Monday, April 14, 2008

Indian Oil Corp: Keeping the Lamp Burning


By Priya Nigam


You can’t touch this! It’s not that I am a big fan of MC Hammer. But the song keeps playing in my mind every time I go out to buy something these days. Food prices have hit the roof, and inflation (currently at a three-year high of 7.41%) is definitely a cause for concern. Against this backdrop, it seems strange to mention that the blow has been softened by the government’s cap on fuel prices. In fact, fuel prices have been kept so low that refiners are unable to meet their costs. Take for instance, Indian Oil Corp (IOC), which is losing Rs320 crore on fuel sales every day! The state owned refiner said that if the current trend continues for more than a year, its projects would be in serious trouble.


While global crude prices surged almost 60% last year, India’s refiners were not allowed to raise fuel prices at all. The government agreed to a rise in fuel prices in February this year, marking the first hike since June 2006. Refiners receive bonds as compensation for their losses, but these are by no measure sufficient. Refiners cumulatively received Rs23,460 crore worth of bonds for the year ended March 31, 2008. This accounts for a little over 40% of the forgone revenues. IOC, along with Bharat Petroleum and Hindustan Petroleum, is seeking higher compensation from the government. IOC currently loses Rs10.78 a litre on petrol, Rs17.02 a litre on diesel, Rs316.06 per LPG cylinder and Rs25.23 a litre on kerosene.


The net sales of the nation's largest oil firm had risen in the three months ended December 31, 2007 to Rs58,571, from Rs51,905 recorded in the same period a year earlier. IOC had reported 17% growth in profit at Rs2,090 crore for the third quarter. The company’s profit from processing crude oil had more than doubled to $10.43 per barrel in the quarter, from $4.50 per barrel a year earlier. In comparison, IOC has indicated that it earned $7.7 per barrel from processing in the three months ended March 31, 2008.


IOC plans to invest Rs7,500 crore in refinery and pipeline projects in 2008-2009. This includes expanding and upgrading refineries in Gujarat, Panipat and Haldia. Moreover, its debt at the end of the previous financial year was Rs34,000 crore and the company expects its borrowings to rise to as much as Rs3,000 crore a month.
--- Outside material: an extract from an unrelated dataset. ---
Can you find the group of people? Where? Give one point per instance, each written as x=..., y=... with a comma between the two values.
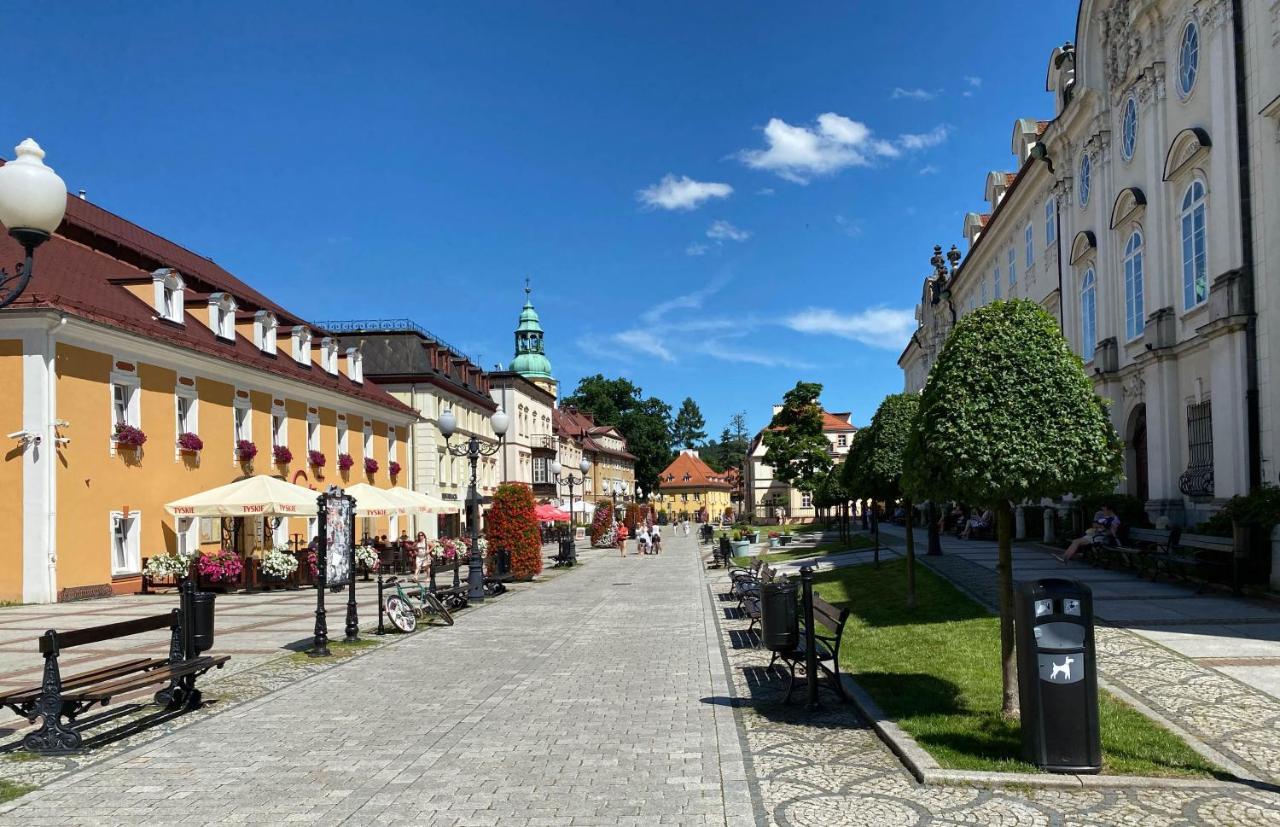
x=648, y=538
Bears have been ruling the roost in the stock market and shares of the company have been rather volatile. They surged from below Rs400 in October last year to Rs810 on December 31 and plummeted subsequently to Rs349 in late January. Trading around Rs450, I believe there is limited downside to the shares currently, even considering the uncertainties surrounding its outflow of cash.